Pretty soon, the next phase of life for the Sacramento River waterfront could become evident — with help from the public needed to make it happen.
In recent years, Comstock’s has reported on long-standing efforts to revitalize the waterfront area (“Turning Toward the River,” May 5, 2017, and “What’s With Sacramento’s Lack of Waterfront Dining?,” Aug. 8, 2016). Both Sacramento and West Sacramento officials have wanted to add more business and recreational attractions, housing and other uses along the Sacramento River.
The Waterfront Idea Makers contest that the City of Sacramento commissioned to breathe new life into its riverfront enters a critical stretch this month. First, ideas were due March 11 from five different design teams the City has handpicked. On March 13, the City will host an open house at the Hall, Luhrs & Co. building in Old Sacramento to showcase the design teams’ work and submissions from the public and kids.
Waterfront Idea Makers Open House
Pop-up gallery with designs on display
5:30 p.m.-7:30 p.m. Wednesday, March 13
Hall, Luhrs & Co. building at 914 Second Street in Old Sacramento
The public may vote on the submissions through late March; the winner of the open competition will receive $1,000, and the winner among the five design teams for the People’s Choice Award will receive $5,000. Using recommendations from City staff, the Sacramento City Council will vote on which projects (if any) to implement.
“This is all the initiative of the mayor, who said we want to redevelop our waterfront into a regional destination,” says Sacramento Railyards and Riverfront Project Manager Richard Rich. “As a staff, we’ve taken that challenge and said, perhaps regional, even a national destination.”
Once considered the worst slum west of Chicago according to local lore, the modern version of Old Sac was essentially formed when construction of Interstate-5 was rerouted just enough to spare some of the old buildings (and allow reconstruction of others). But while local leaders like Rich think Old Sacramento is already an important asset, the area still has room for improvement.
“What it needs is to be sort of polished, sort of moved forward in terms of its presentation of the stories that we have as a region,” Rich says. “It’s very likely that many of the [recommendations] will have to do with how to increase the ambience and public participation events.”

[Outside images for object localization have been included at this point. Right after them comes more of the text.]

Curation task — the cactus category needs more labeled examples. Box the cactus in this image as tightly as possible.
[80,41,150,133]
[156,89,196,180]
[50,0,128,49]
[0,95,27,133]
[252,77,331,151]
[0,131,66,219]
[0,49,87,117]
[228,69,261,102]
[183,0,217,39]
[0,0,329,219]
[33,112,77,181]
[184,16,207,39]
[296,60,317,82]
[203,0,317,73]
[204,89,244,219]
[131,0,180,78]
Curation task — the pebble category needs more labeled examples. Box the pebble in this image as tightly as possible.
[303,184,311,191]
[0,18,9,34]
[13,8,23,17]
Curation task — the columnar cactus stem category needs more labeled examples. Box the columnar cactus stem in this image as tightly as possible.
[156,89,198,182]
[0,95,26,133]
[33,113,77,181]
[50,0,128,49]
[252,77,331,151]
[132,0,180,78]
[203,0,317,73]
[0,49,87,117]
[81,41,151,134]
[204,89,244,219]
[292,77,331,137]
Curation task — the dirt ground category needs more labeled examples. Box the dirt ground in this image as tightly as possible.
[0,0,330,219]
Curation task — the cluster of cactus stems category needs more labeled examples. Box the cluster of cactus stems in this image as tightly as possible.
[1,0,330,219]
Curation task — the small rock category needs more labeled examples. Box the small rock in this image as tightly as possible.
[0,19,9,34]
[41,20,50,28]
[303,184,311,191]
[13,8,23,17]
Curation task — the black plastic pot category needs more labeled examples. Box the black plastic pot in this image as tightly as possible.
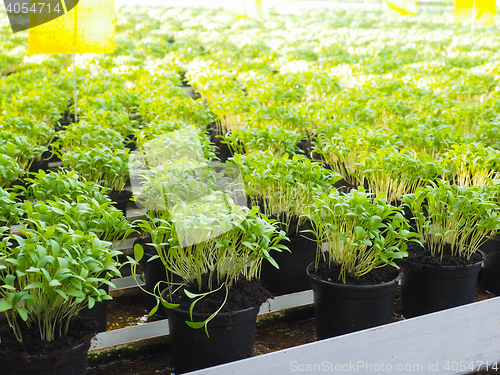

The City has also given the designers direction in terms of the historic neighborhood’s ingress and egress. “One of the things that we’ve asked the designers [to] look at is how can we make the approaches to Old Sacramento … really more part of the story, so that when you arrive in Old Sacramento, you have transitioned from, say, downtown through a passage that tells you you’re not in Kansas anymore,” Rich says.
The five design teams vying in the nonpublic portion of the competition are Atlas Lab; Stantec; Perkins Eastman; The Hettema Group; and the LPA Design Studios, Hargreaves Associates and RSM Design team.
“I think what we’re going to find is Sacramento will take bits and pieces from the different proposals and act,” says Marq Truscott, chair of the Sacramento chapter of the Urban Land Institute and a member of the Atlas team. “I’m guessing that all the teams are going to have some really good thoughts and concepts — moves, if you will — that are really far-reaching and very far out. As a designer, we always dream about this happening.”
Others will be watching closely to see what happens, such as West Sacramento Economic Development Manager and Housing Manager Katy Jacobson, who says her city didn’t have resources to help Sacramento run the competition. But Jacobson and her colleagues are looking for ways to continue redeveloping their side of the river, with Jacobson saying the Bridge District is entitled for 9.5 million square feet of mixed use and urban-scale mid- to high-rise development.
Other ventures could be brewing as well, Jacobson notes. “One of the ideas that is floating around — and I think both cities are interested in sort of reinvigorating — is there was a joint riverfront master plan adopted by the City [of West Sacramento] some years ago … and there was a regular standing committee that was meeting from both cities to advance that,” she says.
Numerous factors hold both sides of the river back, Rich and Jacobson say, including market factors, the price of labor and I-5 cordoning Old Sacramento from downtown. Development plans are also proceeding without the planned streetcar project, which Jacobson says was put on pause about a month ago after bids came in $70 million over budget.
But Jacobson and Rich are both hopeful for what the future holds for the waterfront. Speaking on what the waterfront could be five years from now, Rich says, “I’m absolutely optimistic that we will have taken a sort of forgotten piece of town, the Old Sacramento waterfront, and turned it back into a regional economic development asset that everybody that visits Sacramento will have to go see.”